In Afrikas vorkolonialer Bibliothek findet sich uraltes Wissen. Das sollte Europa nutzen, um sich nicht selbst zu zerstören. Eine Kolumne.

Ein bescheidener Mann mit gewählten Worten ist Felwine Sarr, der Wirtschaftsprofessor, Romanautor und Musiker. Zwei Mal hatte ich die Gelegenheit, ein Bühnengespräch zu seinem Buch „Afrotopia“ mit ihm zu führen: Beide Veranstaltungen – in Berlin und Stuttgart – waren restlos ausverkauft. Es meldeten sich Botschafter (Senegal und Frankreich), Kulturaktivisten, Wissenschaftler und Literaturhausbesucher an. Wir staunten über den Andrang. Bekanntheit hat Sarr hierzulande vor allem durch seinen Restitutionsbericht an Emmanuel Macron erlangt, in dem es um die Rückführung von afrikanischen Kulturgütern aus französischen Museen an ihre Ursprungsorte geht. In seinem Essay „Afrotopia“ interessiert er sich weniger für Europa. Er schöpft aus dem „tiefgreifenden Humanismus der afrikanischen Kulturen“, wenn er schreibt: „Die Revolution, die es auf den Weg zu bringen gilt, ist eine spirituelle. Und es scheint uns, dass die Zukunft der Menschheit von ihr abhängt.“

Sarrs Überlegungen bleiben von großem Wert für ein Europa, das sich seit Jahrhunderten damit selbst betrügt, als einzige Region in der Welt universelle Werte etabliert zu haben. Gerade wo es um Universalismus geht, betont Sarr die Bedeutung afrikanischer Traditionen und der „vorkolonialen Bibliothek“, denn hier sei das Wissen der ältesten Gesellschaften in der Menschheitsgeschichte gespeichert. Lange bevor Menschen begannen, andere Regionen der Welt zu bewohnen, haben Gesellschaften in Afrika verschiedene Wege des Zusammenlebens gesucht.

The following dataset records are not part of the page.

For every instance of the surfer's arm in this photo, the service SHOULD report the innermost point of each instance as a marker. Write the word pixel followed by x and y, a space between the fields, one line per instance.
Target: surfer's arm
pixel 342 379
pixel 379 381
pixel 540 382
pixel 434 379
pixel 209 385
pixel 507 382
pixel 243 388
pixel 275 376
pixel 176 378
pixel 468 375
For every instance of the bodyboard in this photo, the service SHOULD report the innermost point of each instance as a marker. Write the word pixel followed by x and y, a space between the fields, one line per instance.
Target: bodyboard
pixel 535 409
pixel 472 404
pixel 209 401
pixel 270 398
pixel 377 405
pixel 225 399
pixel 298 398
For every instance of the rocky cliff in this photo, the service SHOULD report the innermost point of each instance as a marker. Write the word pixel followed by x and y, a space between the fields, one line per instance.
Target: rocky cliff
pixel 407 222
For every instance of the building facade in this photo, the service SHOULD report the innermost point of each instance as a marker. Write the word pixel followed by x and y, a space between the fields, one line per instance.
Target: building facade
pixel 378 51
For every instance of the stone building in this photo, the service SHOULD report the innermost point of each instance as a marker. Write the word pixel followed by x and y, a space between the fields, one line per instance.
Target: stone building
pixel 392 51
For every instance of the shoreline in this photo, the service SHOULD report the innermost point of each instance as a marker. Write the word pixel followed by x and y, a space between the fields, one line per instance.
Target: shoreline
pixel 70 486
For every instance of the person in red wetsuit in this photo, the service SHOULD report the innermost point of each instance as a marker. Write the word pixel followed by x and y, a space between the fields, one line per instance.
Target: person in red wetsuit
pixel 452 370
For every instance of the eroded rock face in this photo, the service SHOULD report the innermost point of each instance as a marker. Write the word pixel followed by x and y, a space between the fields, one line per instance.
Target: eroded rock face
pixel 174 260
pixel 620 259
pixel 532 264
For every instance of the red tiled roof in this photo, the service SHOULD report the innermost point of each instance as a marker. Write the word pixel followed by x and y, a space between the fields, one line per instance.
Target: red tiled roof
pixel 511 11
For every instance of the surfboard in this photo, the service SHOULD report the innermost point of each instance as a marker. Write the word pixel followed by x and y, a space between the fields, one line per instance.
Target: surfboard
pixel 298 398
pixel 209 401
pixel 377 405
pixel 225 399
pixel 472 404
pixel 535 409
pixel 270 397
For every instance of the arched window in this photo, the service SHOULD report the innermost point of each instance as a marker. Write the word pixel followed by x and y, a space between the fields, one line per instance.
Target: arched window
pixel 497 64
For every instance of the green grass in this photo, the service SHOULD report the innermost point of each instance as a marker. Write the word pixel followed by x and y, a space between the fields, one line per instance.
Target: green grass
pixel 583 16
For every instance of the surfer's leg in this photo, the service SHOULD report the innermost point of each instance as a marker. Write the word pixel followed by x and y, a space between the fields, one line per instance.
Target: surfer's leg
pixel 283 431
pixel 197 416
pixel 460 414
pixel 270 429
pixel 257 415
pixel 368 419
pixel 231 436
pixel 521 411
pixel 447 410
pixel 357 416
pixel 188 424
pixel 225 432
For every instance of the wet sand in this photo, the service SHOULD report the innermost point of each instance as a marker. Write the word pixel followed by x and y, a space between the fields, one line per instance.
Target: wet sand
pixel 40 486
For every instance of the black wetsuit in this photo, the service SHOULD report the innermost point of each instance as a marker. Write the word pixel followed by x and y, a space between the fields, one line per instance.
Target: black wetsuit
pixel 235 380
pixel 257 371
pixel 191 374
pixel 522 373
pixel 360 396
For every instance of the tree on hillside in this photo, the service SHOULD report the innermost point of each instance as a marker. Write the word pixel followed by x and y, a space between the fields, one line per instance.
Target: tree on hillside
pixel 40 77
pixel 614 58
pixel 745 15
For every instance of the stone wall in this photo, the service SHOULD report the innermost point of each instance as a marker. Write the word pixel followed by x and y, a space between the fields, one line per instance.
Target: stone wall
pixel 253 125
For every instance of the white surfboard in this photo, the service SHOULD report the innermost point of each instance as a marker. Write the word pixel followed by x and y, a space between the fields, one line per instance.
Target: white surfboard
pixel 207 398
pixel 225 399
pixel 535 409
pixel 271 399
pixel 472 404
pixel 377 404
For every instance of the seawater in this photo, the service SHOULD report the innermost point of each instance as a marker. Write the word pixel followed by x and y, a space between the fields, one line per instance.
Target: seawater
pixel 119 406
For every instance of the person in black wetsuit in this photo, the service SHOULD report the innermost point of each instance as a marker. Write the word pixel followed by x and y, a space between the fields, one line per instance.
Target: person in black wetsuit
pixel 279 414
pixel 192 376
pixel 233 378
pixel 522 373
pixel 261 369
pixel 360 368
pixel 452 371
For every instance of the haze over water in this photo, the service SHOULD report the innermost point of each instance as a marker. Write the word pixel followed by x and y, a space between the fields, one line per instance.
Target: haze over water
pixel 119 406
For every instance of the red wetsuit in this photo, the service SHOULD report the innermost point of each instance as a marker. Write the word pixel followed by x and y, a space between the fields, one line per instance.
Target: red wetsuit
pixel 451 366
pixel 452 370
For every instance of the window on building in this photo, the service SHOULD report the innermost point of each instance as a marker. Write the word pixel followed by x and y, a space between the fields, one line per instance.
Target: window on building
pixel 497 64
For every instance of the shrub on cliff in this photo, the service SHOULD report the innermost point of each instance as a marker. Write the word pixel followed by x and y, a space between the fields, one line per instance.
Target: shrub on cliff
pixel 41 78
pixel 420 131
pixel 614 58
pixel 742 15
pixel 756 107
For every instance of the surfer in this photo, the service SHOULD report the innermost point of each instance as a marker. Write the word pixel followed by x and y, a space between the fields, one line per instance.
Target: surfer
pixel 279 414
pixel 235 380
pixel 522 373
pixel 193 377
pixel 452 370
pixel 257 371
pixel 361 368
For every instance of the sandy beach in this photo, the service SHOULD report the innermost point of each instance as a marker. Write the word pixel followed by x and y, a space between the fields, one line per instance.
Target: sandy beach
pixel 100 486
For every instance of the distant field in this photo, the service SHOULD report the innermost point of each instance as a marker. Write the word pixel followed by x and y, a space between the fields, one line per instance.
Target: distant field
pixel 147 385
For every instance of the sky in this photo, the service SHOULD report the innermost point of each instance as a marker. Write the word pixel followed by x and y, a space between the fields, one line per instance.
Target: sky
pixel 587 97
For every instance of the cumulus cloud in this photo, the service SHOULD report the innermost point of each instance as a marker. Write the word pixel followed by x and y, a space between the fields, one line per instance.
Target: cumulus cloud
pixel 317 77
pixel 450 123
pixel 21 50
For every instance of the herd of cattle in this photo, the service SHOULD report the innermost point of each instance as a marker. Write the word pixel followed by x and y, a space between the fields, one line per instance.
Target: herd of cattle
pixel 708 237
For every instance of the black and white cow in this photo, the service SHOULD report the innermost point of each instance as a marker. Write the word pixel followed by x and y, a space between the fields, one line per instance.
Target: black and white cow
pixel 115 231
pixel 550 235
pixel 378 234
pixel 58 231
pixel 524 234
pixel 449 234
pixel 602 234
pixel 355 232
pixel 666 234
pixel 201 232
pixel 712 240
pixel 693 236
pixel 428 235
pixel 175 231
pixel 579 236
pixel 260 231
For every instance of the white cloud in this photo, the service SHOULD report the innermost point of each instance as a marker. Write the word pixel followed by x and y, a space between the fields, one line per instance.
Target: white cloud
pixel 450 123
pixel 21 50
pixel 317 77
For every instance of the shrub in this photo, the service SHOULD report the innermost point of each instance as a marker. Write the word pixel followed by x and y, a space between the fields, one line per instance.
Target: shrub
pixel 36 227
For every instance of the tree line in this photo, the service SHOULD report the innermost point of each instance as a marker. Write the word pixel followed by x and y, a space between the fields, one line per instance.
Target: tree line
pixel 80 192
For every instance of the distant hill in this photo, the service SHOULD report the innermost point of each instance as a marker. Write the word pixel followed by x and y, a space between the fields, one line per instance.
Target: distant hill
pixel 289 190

Afrika soll nach Mitteln für "menschliches Abenteuer" suchen

Dieses vielfältige Wissen habe der Kolonialismus versucht zu ersetzen durch ein anderes, singuläres Wissen – Sarr nennt das „epistemische Ungerechtigkeit“. Das traditionelle Wissen habe allerdings nie eliminiert werden können. In dieser vorkolonialen Bibliothek müsse Afrika nach Zwecken und Mitteln für das „menschliche Abenteuer“ suchen. Dort finden sich – Sarr nennt viele Beispiele – ökonomische Strategien, die nicht die Kultur unterordnen, sondern ihr dienen. Potenziale, die ein Wirtschaften nicht gegen die Natur, sondern mit ihr ermöglichen. Systeme, die Effizienz nicht durch die Optimierung der Produktionsbedingungen für materielle Güter erreichen, sondern durch eine Produktion, die die Qualität und Intensität zwischenmenschlicher Beziehungen maximiert.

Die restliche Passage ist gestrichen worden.